Fili Babliano's Fortress Death Is Your Master Review
Fili Babliano’s Fortress
Death Is Your Master
High Roller Records
2026
Once again, the oldhead in me - the one forever hunting down legitimate, no-bullshit Traditional Heavy Metal, is being absolutely spoiled by yet another killer release in 2026. I’ll be honest, I was starting to worry for a minute… then the gates of hell were kicked clean off their hinges and the Metal came spewing out like lava from a ruptured vein. Fili Babliano’s Fortress is back, and this time they’re swinging a sharpened blade titled “Death Is Your Master.”
One major change worth noting right out of the gate is the arrival of a new lead vocalist, Juan Aguila.

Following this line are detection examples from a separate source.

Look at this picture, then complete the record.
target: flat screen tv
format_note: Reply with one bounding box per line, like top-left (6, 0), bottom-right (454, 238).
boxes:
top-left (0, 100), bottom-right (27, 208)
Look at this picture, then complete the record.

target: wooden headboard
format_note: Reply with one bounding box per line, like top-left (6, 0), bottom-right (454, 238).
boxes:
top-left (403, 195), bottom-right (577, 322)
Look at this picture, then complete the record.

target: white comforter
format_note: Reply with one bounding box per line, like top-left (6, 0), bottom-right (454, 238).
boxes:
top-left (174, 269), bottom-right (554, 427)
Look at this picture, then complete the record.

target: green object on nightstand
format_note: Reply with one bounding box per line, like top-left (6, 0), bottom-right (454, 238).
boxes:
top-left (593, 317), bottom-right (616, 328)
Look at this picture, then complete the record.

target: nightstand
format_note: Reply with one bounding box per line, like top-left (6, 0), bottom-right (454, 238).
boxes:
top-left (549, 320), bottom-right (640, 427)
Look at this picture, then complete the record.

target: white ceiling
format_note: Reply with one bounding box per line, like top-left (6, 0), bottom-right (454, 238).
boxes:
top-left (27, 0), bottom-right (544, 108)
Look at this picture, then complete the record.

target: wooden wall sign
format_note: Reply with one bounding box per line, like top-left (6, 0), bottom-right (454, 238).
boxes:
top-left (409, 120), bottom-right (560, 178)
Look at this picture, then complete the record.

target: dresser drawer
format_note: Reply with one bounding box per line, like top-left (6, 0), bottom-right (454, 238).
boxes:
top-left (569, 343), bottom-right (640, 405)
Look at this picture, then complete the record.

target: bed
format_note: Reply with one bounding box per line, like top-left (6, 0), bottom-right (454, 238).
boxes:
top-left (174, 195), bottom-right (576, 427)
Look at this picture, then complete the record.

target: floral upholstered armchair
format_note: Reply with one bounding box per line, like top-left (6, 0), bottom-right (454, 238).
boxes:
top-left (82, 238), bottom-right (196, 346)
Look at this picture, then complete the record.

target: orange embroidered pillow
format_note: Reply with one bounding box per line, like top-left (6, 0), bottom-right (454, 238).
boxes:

I’m not entirely sure what prompted the lineup shift, but former vocalist Chris Nunez does resurface on the track “Blackest Night,” which tells me there’s no soap-opera nonsense happening behind the scenes - always a good sign. Aguila may be a new name to some, but don’t let that fool you. The kid sounds like he was born screaming into a mic, baptized in Marshall stacks and sweat. He sounds hungry, and hunger is non-negotiable in Heavy Metal. Once you lose that edge, the music rots. That’s not happening here.
After digging into the PR sheet, which mentions Babliano basically playing whatever came to mind, whatever felt right, I’m inclined to agree. There’s a noticeable shift in approach compared to the previous album. Instead of every track detonating like a high-speed missile, “Death Is Your Master” shows restraint where it counts. Mid-tempos, controlled headbangers, and breathing room sit comfortably alongside the faster cuts. Speed freaks, relax, there’s still plenty here to get your neck wrecked.
Given Babliano’s lean toward a Neoclassical, virtuoso guitar style, this album absolutely reeks of old Shrapnel Records energy, and that’s never a bad thing. Back in my youth, if it had that Shrapnel logo on it, I’d blind-buy without hesitation. While the album clocks in at just seven tracks, it stretches to a solid 34 minutes, and every second feels intentional. No filler, no spastic nonsense, no rushed ideas stitched together just to pad a runtime.
And let’s circle back to Aguila again, because his performance demands it. His vocal work here is a full-on falsetto clinic, the kind that would’ve had the guys in Helloween side-eyeing each other back in the day. There’s a subtle Power Metal edge because of it, but it never derails the album’s Heavy Metal spine.
Bottom line: this is a magnificent record for what it is - pure, uncut Traditional Heavy Metal. And let me be crystal clear: there is absolutely nothing wrong with that. I come from the tape-trading trenches of the ’80s. I’m forever chasing TRUE METAL, and every time I find it, I feel obligated to shout it from the rooftops - which is exactly why you’re reading this. Don’t sleep on this release if you worship Shred, sky-high vocals, and Metal played with conviction.
Standouts: “Savage Sword,” “Fugitive,” “Night City,” and “Flesh and Dagger.”